I hate the army and I hate the RAF
I don’t wanna go fighting in the tropical heat
I hate the civil service rules
And I won’t open letter bombs for you
Career opportunities are the ones that never knock
Every job they offer you is to keep you out the dock
Career opportunities, the ones that never knock
-- The Clash, "Career Opportunities"
I couldn't be a punk if you dolled me up in a ripped t-shirt and safety pins, teased my thinning hair into some pathetic semblance of a Mohawk, and gave me unlimited Cockney elocution lessons. And, despite my sporadic efforts, I apparently don't qualify as much of a corporate American, either. So I'll admit from the start that the title of this post is absurd. But grant me this: I think Joe Strummer had it exactly right. Economic recovery my ass.

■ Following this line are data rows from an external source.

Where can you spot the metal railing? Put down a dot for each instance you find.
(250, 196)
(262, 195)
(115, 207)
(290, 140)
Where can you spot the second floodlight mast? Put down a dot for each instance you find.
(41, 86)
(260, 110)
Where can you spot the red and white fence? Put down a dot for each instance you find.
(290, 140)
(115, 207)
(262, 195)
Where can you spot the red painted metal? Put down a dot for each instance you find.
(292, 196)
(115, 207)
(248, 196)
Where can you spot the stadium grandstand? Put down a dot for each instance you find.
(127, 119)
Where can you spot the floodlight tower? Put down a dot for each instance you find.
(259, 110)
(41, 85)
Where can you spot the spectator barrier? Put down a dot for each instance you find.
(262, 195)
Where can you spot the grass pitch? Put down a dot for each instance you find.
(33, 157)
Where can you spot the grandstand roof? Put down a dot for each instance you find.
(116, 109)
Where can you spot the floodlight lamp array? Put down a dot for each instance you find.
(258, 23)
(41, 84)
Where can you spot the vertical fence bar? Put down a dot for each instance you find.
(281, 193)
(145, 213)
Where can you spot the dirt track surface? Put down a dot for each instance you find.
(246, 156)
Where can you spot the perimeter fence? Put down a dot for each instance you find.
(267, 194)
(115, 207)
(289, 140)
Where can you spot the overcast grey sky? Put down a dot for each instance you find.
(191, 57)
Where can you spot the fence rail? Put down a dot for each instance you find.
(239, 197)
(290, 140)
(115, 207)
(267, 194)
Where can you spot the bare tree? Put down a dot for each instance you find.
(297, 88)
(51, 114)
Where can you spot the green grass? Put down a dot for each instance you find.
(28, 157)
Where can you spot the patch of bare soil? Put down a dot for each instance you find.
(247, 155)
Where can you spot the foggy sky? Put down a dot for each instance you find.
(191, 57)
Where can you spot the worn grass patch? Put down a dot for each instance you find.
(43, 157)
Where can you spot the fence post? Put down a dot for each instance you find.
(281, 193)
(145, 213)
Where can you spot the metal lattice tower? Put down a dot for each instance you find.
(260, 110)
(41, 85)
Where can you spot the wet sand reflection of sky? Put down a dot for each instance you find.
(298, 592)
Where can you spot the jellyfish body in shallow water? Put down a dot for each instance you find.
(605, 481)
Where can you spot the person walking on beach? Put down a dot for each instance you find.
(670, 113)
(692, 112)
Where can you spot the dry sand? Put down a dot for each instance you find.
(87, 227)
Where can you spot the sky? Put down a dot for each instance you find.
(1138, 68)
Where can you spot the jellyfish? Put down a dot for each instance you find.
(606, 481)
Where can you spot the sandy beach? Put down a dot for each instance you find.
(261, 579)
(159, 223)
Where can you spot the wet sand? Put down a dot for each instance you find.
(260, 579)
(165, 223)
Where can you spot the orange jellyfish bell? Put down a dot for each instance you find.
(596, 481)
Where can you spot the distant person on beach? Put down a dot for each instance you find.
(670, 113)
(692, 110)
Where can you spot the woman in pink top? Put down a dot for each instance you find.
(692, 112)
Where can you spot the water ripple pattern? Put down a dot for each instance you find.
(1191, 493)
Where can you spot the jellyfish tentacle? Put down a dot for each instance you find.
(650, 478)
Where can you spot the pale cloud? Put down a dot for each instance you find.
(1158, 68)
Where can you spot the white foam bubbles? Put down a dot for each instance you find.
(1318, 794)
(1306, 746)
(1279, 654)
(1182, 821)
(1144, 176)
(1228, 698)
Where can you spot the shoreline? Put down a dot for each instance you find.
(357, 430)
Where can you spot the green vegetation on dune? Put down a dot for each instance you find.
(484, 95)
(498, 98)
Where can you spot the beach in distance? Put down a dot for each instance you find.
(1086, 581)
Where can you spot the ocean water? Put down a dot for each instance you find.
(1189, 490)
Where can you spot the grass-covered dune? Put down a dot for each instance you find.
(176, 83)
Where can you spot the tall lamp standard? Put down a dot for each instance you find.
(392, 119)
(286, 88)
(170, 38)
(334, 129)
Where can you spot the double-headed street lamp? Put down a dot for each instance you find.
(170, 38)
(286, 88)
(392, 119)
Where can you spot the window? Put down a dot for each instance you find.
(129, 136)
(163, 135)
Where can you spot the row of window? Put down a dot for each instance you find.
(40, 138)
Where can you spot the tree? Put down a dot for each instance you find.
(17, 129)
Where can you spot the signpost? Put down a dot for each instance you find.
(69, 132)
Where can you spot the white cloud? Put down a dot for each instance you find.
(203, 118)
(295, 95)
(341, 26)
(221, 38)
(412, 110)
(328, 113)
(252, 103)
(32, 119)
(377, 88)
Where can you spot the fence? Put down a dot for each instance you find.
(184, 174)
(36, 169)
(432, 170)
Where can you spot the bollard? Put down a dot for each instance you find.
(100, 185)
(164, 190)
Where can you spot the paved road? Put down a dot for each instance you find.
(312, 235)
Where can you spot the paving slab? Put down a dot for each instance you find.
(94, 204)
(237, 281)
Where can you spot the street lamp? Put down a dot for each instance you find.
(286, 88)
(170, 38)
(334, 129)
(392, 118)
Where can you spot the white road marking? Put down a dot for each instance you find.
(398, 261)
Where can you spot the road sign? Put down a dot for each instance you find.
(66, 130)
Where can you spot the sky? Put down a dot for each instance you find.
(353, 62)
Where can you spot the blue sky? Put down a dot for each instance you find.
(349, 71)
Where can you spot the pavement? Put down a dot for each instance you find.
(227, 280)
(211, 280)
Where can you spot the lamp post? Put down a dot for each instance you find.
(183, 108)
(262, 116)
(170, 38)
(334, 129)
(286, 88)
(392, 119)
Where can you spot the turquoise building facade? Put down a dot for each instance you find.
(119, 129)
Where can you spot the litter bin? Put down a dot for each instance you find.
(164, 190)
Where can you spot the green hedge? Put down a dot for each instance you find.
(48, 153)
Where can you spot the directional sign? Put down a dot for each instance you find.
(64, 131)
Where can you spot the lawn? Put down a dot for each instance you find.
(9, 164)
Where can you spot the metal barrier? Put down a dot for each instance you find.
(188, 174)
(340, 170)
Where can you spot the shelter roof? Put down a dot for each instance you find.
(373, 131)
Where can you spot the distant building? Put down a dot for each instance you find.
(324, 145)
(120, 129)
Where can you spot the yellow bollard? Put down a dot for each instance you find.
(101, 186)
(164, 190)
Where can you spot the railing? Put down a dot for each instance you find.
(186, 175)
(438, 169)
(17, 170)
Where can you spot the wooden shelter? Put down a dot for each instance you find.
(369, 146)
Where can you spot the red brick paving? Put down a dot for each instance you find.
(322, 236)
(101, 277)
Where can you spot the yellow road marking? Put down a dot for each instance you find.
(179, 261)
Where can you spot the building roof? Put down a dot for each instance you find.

Another thing I am not is an economist, so I have no idea how this is all going to shake out; whether this is some momentary, albeit several-years-and-counting, blip on the otherwise-bright horizon, or some cataclysmic hemorrhage in the vaunted American Dream. Being an extreme melancholic sort, where the glass is neither half full nor half empty, but rather contains a few botulism-filled drops that are utterly insufficient to slake a thirst, and will kill you if you dare to swallow, I tend to gravitate toward the latter view. But what do I know?
Here's what I do know: There are currently two types of jobs available in Columbus, Ohio. The first type requires you to say words like "Cash or Charge?" and "Grande or Venti?" If you have a master's degree, as I do, you won't even get a sniff, because you're overqualified. These jobs only require a bachelor's degree, as the 82% of 2009 graduates from Ohio colleges who are now working minimum-wage retail positions have found out. The second type is the contract consulting position, which pays a straight hourly rate without benefits. You'll be qualified for these positions (possibly as many as two at a time in a metro area of 2 million people), but you'll be competing with anywhere from several hundred to a thousand people for the same job. If you're fortunate enough to secure one of those jobs, you'll be given somewhat meaningful work for three months, maybe six months, or, alternately, a day or a week or whatever period of time the employer decides. Timeframes mean nothing. A thousand years is as a day in the eyes of the Lord, and six months is as a day in the eyes of an employer. This is the way it goes. If you don't like it, you can be unemployed for all 365 days per year instead of 364.
There are no other alternatives. Let me repeat that. There are no other alternatives. Welcome to the brave new world.
The irony is that poor, uneducated yobs have understood this for eons. The truth is just now filtering down (almost wrote "up," but it's most definitely down) to the middle class. Historically, the poor, uneducated yobs suffer under this yoke for a while and then all hell breaks loose, and eventually palaces are burned down and prisoners are set loose and kings and queens are beheaded, or nuked, etc. Only bread and circuses seem to delay the inevitable revolution. Go Bucks.
So, in the midst of these little economic epiphanies, I'm reading Babylon is Burning by Clinton Heylin, a great history of punk music. It's probably a dangerous book anytime, but it's particularly incendiary given my current mood. Can you tell? And the punks simply did what great music has always done -- get in peoples' faces and tell the truth. London in 1977 was full of unemployed, hopeless yobs and bread and circuses. It was the Queen's Jubilee Year, a time of great celebration, of pomp and glory, until Johnny Rotten hijacked the airwaves:
God save the queen, she ain't no human being
There is no future, and England's dreaming
Thank God for the snot-nosed truth tellers. Somebody needs to do it again, cut through the morass of political speeches and photo ops and lies that pass for Want Ads. Who will be this generation's Joe Strummer or Johnny Rotten?